TAICHUNG, Taiwan, June 9 - Taiwan's armed forces conducted a coastal live-fire exercise on Tuesday designed to simulate stopping an amphibious invasion, officials said. The operation combined rockets, artillery, anti-tank missiles and mortars fired from multiple positions to create a defensive "kill zone" intended to halt landing forces.
The drill took place along a roughly 20 km (12 mile) stretch of coastline around Taichung in central Taiwan. It was executed simultaneously from eight distinct positions facing the Taiwan Strait - an area of west coast beaches and mud flats that Taiwan regards as the most likely locus for any attempted landing across from China.
Military commanders described the exercise as a shift toward more realistic, less predictable training by compressing preparation timelines and increasing mobility. Artillery commander Ong Yih-ming told reporters: "What is different about this training compared with the past is that we are no longer conducting heavy artillery firing in a fixed, routine formation as before." He added: "The timing for entering positions this time was based on realistic combat conditions. So I believe this training posed a considerable level of difficulty for our troops."
The forces employed a mix of weaponry, including the locally produced, truck-mounted Thunderbolt-2000 rocket systems and U.S.-made Paladin howitzers alongside anti-tank guided missiles, conventional artillery and mortars. The military noted this marked the first time in seven years that the Thunderbolt-2000 had been used for live-fire shooting in an operational area, underscoring its role in long-range suppression and high mobility.
Rocket commander Liao Neng-cheng described the condensed timetable for position preparation: "What was different this time compared with the past is that previously, we would usually enter the position one week in advance and complete firing preparations," he said. "This time, however, we arrived at the position only one day before and carried out the relevant position preparations. So our preparation time was relatively tight."
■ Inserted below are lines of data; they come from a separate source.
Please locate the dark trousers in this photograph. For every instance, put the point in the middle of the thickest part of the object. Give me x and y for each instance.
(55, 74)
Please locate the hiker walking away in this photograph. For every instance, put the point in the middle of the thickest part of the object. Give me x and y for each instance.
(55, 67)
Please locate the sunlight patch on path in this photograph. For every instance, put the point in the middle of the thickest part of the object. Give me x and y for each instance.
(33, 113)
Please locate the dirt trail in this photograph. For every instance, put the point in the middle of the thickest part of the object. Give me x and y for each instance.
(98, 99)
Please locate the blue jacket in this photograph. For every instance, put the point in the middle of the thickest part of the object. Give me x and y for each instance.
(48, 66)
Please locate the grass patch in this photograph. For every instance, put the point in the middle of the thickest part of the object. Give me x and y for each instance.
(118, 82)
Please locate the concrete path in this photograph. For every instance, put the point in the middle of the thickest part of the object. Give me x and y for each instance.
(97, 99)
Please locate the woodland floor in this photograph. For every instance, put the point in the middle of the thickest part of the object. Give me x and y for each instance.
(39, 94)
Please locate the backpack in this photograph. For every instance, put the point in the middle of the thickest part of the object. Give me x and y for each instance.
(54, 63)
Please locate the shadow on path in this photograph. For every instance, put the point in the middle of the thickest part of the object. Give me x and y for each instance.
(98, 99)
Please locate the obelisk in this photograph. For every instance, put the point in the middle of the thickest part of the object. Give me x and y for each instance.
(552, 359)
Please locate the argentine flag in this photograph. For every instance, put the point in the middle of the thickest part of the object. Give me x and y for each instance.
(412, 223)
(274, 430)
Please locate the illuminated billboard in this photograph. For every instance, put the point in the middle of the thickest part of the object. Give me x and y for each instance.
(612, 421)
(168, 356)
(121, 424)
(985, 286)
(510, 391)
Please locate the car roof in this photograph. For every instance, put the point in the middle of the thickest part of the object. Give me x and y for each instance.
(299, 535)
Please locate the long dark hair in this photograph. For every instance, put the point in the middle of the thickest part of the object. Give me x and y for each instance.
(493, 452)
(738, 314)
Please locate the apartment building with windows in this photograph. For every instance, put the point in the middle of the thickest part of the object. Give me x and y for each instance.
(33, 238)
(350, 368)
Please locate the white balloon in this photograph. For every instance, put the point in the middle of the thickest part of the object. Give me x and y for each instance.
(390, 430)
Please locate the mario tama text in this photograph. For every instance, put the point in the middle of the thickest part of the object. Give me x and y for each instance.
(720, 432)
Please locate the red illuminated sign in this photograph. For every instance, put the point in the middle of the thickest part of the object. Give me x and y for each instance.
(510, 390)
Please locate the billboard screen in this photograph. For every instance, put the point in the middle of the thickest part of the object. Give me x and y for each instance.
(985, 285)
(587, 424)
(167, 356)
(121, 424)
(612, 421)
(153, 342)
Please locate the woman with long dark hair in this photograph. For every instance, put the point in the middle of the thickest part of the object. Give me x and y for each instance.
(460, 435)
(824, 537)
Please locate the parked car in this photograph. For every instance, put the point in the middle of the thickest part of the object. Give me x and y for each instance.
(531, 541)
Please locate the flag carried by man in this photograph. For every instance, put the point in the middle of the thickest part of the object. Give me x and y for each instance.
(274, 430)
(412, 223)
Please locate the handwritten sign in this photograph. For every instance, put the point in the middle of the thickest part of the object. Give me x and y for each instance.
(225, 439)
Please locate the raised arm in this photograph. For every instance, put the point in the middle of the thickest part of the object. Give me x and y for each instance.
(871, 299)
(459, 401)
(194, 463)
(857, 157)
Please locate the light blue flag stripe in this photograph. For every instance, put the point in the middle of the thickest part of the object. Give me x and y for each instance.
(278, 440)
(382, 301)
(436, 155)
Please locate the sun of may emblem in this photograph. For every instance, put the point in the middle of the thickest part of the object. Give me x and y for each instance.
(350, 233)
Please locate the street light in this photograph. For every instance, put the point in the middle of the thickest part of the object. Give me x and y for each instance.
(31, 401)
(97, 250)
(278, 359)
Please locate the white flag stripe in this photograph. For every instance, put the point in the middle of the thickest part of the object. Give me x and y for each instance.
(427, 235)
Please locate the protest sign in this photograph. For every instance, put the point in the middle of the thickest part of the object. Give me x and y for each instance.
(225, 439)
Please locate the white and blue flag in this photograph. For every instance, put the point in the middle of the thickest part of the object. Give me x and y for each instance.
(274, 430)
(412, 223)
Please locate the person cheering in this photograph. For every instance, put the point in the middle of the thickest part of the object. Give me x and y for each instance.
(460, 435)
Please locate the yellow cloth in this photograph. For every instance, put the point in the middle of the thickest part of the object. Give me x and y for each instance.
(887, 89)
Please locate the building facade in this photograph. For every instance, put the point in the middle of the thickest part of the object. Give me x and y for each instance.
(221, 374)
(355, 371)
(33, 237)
Officials framed the exercise within a broader effort to modernise Taiwan's military posture. The government is investing in more mobile systems and altering training doctrines to better mirror the pressures and uncertainties troops might face under combat conditions. The moves aim to reduce predictability in deployments and to leverage weapons with greater mobility and suppression range.
The drills come against the backdrop of cross-strait tensions. China regards democratically governed Taiwan as its own territory and has not renounced the use of force to pursue reunification. Chinese warplanes and warships operate near the island on an almost daily basis, according to the military context cited by Taiwan. Taiwan rejects Beijing's sovereignty claims, maintaining that only the island's people can decide their future.
Implications
The exercise highlighted Taiwan's focus on rapid-deployment coastal defence and on integrating mobile rocket systems with conventional artillery to counter an amphibious threat. By staging live-fire drills with shorter preparation windows, Taipei intends to better replicate the time pressures of real combat and to increase the difficulty of enemy targeting.